Савинков оторопел от её бесстыжей наглости. Он попробовал обойти, но Марья снова заступила ему путь, и сдвинуть её с места у хлипкого ссыльного не получилось. С крестьянской упёртостью отстаивала она свою долю, и не в этот вечер поражений мог Савинков надеяться на удачу.
— Ты сбрендила, дура? — возмутился он. — Давай поделим поровну.
— Фигу с маслом, — с торжеством ответила Марья.
— Вот Юсси бы это не одобрил, — попробовал возродить навыки юриста Савинков, но час выдался неурочный.
— Это наше приданое! — объявила Марья. — А ты езжай, барин, в своё панство, там тебя примут пшеки.
Савинков отступил, тяжело дыша. Баба тоже переводила дыхание после схватки, из которой вышла победительницей.
— Что за день такой сногсшибательный? — пробормотал Савинков, вытащил «наган» и взвёл курок. — Дура.
Ушатав сегодня пару мужиков, Савинков уверенно добавил бы к ним и бабу. Несколько секунд он водил стволом вверх-вниз, размышляя лишь: «В голову или в сердце? В голову или в сердце?»
— Чёрт с тобой, — Марья отступила. — Дели.
Отдавая дань уважения Юсси и не желая ссориться с клинком революции, коли уж отпустил служанку и она всё ему расскажет, Савинков располовинил награбленное. Кроме того, Марья забрала золотые украшения, не доставшиеся Аде Зальцберг, и амулет купца Вальцмана — золотой гугель около пяти фунтов весом.

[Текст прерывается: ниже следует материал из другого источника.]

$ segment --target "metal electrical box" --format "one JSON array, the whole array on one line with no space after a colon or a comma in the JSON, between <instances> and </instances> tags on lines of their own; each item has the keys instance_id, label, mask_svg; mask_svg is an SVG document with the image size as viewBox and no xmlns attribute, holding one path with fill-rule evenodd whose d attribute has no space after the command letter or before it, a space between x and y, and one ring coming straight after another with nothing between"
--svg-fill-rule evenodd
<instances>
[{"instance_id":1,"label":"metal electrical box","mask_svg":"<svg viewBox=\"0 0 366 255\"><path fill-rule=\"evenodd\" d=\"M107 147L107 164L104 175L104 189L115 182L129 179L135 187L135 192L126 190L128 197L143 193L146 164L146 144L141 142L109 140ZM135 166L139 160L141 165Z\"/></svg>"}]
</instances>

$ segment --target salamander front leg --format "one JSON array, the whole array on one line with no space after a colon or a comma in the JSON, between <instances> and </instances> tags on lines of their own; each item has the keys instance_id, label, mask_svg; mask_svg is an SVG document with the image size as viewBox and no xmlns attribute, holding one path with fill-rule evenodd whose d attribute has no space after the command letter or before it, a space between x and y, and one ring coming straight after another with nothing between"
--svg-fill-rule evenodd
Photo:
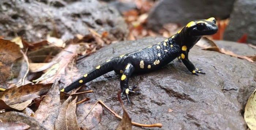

Набив карманы, Савинков прошёл в свою комнату, зажёг лампу и принялся собирать вещи. Собственно, кроме саквояжа, в который он переложил банкноты, больше нечего было брать. Новую одежду, как и новый саквояж, имело смысл купить перед отъездом, чтобы не вызывать сомнения у таможенника своим затрапезным видом. Проверив паспорт, он обнаружил, что некоторые буквы смазались. Фамилия теперь читалась как «Ястрженбекий» и отдавала туретчиной. «Похож ли я на хорвата?» — засомневался Савинков, вглядываясь в мутное зеркало, а потом плюнул и перестал бояться.
— Будь что будет, — пробормотал он и уложил в саквояж поверх денег «наган». На границе может пригодиться.
Он сел на извозчика и покатил в город. Надо было стряхнуть с подошв прах Озерков и приготовиться к отъезду в мир иной, цивилизованный, лучший.
Тому, кто готов щедро платить, Санкт-Петербург способен предоставить всё самое люксовое. Савинков снял номер в гостинице «Англия» с видом на Исаакий и заказал ужин в номер. Лёжа в мраморной ванне, он разглядывал никелированные краники и ждал стука в дверь с требованием: «Откройте, полиция!», но не дождался.
Утром он потребовал в номер завтрак и газет. В газетах ни слова не было о покушении на Государя Императора. Савинков решил, что для прессы ещё рано. Он выписался из гостиницы и через положенное время вышел из магазина готового платья модно одетый, с гвоздикой в петлице, в сером английском пальто. На Варшавском вокзале он сел в шоколадный вагон «Норд-Экспресса» и с видом гордого Демона, духа изгнанья, покинул столицу, даже не глянув в окно.